I have resisted writing about this until I knew how I felt about it. I have waited, but I still do not know.
So I will write now anyway...
I have been made redundant from my place of work, I have been told that my position is in the company is no longer needed.
I was initially not shocked at all to be told, really! Given the waves i had made in the company recently I had closed all doors that might have been open to me, this was the only logical step for them to take.
How do I feel about this?
I have been ejected from a company that didn't know how to deal with me. Rather than find out, they droppped me. Easier for them not to face their responsibilities than to deal with them.
I did not however expect to feel as numb as I did. I thought that I would be happy and laughing, and while there was a small part of me that was laughing, on the whole I was just sober and taking it like it was just another day.

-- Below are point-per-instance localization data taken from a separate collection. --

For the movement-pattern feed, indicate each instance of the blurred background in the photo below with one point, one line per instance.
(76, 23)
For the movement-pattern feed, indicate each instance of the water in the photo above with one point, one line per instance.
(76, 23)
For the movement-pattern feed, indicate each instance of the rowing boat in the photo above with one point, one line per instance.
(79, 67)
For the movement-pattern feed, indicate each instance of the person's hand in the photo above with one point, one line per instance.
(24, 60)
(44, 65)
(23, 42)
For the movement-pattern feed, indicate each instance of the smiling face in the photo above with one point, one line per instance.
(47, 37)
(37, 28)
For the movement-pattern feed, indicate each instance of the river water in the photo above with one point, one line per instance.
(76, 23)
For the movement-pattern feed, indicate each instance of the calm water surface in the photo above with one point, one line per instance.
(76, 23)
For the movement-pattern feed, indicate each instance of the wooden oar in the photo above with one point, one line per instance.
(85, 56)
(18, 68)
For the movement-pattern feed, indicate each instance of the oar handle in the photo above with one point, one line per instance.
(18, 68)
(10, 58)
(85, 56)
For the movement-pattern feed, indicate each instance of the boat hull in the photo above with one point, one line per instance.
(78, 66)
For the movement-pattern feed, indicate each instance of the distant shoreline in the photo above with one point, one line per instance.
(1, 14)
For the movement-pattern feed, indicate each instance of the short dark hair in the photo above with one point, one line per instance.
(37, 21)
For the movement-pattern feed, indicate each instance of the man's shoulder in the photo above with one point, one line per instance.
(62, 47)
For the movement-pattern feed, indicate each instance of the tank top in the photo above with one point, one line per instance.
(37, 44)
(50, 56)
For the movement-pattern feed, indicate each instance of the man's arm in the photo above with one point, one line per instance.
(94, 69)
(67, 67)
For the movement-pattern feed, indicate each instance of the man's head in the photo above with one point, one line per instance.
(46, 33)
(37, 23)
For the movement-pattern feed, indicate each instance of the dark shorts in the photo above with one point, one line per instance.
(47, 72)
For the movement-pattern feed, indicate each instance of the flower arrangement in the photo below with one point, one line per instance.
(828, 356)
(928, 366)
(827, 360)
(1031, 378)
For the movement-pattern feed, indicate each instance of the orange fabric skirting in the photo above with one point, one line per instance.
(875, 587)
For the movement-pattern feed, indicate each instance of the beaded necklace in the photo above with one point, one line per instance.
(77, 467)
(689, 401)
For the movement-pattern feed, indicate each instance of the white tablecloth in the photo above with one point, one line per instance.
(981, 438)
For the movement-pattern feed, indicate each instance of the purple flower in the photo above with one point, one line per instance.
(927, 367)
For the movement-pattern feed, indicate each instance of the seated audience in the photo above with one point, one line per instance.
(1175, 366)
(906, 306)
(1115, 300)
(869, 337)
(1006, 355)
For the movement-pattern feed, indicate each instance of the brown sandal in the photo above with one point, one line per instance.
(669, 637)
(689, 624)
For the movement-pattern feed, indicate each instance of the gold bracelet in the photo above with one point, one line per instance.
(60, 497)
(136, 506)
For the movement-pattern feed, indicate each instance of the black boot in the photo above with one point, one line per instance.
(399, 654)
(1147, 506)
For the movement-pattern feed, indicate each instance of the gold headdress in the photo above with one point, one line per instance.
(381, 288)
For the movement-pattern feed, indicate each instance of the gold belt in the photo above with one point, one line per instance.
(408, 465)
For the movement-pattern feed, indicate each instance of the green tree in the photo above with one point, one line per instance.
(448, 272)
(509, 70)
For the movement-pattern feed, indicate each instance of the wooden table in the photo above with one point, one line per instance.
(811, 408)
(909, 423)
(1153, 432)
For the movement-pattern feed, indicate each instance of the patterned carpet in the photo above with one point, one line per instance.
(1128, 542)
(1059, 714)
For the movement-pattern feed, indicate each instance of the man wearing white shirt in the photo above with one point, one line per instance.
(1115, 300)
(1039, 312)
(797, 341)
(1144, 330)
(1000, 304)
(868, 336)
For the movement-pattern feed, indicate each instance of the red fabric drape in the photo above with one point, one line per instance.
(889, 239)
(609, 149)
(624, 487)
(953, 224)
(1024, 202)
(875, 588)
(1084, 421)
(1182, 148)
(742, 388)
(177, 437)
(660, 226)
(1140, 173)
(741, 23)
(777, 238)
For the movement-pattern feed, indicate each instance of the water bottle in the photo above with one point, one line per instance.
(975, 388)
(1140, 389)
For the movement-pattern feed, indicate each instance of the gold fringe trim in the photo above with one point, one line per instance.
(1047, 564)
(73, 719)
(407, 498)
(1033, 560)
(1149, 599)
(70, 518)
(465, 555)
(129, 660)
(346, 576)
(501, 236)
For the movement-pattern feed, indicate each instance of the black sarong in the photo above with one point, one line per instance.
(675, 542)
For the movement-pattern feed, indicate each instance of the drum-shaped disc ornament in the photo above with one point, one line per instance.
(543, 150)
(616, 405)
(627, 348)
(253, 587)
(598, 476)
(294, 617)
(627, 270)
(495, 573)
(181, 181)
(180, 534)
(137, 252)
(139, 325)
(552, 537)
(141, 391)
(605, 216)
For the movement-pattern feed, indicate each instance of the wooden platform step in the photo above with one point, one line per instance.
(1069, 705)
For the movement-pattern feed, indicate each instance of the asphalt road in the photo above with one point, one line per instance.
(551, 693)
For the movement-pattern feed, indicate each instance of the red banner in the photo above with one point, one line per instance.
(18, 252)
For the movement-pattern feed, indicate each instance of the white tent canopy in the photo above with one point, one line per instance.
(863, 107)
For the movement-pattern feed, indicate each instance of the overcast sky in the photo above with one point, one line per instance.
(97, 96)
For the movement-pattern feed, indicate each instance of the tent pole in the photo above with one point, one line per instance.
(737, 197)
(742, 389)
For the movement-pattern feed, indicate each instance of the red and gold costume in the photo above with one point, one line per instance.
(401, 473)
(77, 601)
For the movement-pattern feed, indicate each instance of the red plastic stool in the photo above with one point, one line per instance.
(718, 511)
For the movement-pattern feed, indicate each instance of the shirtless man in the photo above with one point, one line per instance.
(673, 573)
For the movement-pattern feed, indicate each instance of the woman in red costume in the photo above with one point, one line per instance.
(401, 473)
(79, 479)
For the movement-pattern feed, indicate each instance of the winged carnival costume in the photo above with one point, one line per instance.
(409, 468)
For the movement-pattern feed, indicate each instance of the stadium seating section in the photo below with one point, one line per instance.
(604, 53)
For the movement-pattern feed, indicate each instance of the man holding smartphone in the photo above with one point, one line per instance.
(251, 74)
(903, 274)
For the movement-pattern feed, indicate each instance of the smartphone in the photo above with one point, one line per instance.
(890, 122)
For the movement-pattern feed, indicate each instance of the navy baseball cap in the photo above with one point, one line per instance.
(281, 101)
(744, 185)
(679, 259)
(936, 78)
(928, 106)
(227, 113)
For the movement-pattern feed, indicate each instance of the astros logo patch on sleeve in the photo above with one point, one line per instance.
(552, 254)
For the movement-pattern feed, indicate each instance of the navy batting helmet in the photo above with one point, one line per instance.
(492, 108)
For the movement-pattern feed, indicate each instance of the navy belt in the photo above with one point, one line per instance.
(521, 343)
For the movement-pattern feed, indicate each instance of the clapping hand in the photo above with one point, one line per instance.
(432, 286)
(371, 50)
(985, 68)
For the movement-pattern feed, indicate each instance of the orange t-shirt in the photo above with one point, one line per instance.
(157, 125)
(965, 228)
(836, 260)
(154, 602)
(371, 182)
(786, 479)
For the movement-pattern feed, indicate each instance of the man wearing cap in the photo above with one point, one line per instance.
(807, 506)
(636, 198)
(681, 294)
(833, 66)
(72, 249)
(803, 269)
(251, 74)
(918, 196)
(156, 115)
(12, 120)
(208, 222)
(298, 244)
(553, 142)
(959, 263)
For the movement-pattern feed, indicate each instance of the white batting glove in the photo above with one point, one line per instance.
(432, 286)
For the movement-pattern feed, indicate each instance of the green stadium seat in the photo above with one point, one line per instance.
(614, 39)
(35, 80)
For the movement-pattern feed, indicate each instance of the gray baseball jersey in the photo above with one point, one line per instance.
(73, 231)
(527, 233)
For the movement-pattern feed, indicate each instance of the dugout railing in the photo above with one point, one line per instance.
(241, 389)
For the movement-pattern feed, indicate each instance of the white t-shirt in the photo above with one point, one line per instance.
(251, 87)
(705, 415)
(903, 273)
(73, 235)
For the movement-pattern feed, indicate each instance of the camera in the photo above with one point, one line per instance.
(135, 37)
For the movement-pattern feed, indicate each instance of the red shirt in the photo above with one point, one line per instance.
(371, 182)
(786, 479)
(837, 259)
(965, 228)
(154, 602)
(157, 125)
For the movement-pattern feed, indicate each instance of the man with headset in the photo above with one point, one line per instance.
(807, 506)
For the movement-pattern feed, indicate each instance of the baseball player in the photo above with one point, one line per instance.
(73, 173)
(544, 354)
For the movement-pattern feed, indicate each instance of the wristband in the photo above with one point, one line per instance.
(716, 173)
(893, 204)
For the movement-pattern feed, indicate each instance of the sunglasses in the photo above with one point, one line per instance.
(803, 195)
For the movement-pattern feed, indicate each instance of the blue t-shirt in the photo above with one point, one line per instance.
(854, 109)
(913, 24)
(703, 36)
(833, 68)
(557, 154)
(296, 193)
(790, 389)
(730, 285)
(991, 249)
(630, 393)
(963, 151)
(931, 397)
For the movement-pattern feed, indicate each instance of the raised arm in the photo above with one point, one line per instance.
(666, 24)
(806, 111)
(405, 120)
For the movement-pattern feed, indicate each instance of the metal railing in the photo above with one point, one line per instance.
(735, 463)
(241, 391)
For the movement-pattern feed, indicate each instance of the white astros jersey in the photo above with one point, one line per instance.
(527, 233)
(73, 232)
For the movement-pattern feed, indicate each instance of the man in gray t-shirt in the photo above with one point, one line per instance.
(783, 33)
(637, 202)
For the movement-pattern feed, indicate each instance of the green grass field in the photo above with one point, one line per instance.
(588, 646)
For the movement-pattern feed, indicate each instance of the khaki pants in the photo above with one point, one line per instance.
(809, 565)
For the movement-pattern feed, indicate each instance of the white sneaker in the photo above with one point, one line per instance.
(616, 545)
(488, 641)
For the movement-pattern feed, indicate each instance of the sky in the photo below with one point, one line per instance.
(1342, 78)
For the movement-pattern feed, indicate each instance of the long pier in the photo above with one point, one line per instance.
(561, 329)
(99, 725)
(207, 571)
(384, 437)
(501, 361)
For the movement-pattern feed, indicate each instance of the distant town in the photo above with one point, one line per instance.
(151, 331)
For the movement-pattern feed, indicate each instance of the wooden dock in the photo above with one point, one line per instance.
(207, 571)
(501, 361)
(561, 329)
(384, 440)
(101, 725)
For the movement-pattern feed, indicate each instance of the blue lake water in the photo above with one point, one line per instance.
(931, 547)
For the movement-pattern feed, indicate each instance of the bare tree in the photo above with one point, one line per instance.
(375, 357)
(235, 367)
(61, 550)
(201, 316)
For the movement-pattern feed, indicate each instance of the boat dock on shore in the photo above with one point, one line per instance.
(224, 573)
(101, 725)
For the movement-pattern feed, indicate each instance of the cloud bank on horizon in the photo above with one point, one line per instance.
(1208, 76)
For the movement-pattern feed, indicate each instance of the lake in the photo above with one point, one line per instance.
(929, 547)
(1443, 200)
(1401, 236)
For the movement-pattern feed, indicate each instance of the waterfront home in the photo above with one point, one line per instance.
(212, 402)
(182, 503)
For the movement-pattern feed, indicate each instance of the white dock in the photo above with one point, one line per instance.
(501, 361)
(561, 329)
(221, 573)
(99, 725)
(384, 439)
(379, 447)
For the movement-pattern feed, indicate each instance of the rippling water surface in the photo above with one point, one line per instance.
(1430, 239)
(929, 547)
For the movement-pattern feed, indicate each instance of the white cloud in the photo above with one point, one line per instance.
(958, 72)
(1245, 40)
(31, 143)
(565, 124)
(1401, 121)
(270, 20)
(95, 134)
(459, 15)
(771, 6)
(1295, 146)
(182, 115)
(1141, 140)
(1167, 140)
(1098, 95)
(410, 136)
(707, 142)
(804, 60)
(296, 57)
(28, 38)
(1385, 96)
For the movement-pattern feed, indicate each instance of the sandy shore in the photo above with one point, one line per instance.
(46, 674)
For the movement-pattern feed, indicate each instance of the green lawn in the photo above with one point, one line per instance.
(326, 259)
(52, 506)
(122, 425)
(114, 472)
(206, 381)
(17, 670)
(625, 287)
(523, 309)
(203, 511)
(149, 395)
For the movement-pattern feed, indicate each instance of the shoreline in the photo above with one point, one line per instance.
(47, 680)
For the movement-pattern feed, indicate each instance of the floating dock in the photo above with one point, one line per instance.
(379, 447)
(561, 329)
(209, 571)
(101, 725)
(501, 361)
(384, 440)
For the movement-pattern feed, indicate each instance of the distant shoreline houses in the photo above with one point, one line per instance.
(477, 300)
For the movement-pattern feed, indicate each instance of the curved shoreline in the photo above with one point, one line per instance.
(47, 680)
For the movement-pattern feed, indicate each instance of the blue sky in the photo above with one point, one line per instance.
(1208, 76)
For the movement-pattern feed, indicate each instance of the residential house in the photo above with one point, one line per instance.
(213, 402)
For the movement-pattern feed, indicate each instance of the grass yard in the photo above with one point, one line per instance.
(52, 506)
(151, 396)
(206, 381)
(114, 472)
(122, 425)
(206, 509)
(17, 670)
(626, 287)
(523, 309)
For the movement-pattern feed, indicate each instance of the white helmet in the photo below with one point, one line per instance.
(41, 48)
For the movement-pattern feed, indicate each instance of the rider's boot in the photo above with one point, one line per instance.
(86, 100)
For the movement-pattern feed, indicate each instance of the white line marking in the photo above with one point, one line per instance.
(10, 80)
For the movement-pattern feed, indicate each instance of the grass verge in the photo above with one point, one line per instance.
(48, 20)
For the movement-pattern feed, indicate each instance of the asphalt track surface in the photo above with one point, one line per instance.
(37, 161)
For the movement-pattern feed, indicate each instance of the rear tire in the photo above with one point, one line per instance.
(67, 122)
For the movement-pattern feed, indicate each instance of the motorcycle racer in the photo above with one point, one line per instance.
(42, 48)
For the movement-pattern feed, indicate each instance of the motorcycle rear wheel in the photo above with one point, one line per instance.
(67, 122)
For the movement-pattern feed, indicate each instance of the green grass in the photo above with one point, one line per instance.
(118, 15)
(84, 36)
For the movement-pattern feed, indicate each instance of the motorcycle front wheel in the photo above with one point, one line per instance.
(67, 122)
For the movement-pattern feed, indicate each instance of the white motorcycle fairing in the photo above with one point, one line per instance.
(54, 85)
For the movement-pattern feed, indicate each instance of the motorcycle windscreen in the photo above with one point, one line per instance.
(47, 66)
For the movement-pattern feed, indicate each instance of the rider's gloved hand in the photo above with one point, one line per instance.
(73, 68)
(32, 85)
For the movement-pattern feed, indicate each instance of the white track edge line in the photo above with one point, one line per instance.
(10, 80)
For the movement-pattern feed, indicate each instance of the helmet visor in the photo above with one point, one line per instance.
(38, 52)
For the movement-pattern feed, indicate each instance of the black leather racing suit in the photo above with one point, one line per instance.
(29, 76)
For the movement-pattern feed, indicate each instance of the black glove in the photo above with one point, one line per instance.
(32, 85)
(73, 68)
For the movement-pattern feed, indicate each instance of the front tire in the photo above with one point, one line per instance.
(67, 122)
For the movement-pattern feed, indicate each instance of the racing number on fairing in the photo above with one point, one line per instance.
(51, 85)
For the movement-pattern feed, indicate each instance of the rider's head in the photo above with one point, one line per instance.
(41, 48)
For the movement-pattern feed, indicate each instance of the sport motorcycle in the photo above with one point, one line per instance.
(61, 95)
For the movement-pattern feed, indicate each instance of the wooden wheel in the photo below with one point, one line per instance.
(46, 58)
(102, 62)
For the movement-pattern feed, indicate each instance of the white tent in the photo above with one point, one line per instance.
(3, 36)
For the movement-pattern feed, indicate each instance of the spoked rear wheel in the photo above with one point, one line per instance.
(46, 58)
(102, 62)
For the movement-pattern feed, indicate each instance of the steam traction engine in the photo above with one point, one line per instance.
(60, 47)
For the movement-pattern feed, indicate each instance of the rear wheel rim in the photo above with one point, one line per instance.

This I think shocked my boss and the personnel manager who sat with us. I think they had hoped it would be a suprise for me and would make me angry. In fact I had the suprise for them as they asked me what I thought I would do now, and I told them I already had an interview for a new job lined up on the following monday.
In the days that have followed; I have been through a mix of emotions and I am still finding it difficult to deviate from the i'm alright frame of mind. I asked my girlfriend if she thought I would one day soon just explode into tears or something. She thought not, and I tend to agree with her. Carlos has brought me to this point in my life and I can face it like a warrior. Trouble is, what do I do now?
The world is my oyster, but all i can think of doing is getting back into a similar job as quickly as possible, and I feel that I would not be at ease until I do this. Something in me is telling me that this is all wrong, so came up with three ideas of how to spend my time.
1) The practical approach - I get a job asap, any job, to bring in
a few pennies and make the most of the redundancy money I have been
2) The creative approach - I use the time to do something creative
like write a book and not worry about the job situation.
3) The immature approach - I get pissed every night, go out and have a wild time, and maybe take a holiday. Basically use up all the money I have been given in no time at all.
I am undecided as to which path I will take but I have to make a choice because I feel at the moment that I am in limbo and nothing comes from nothing.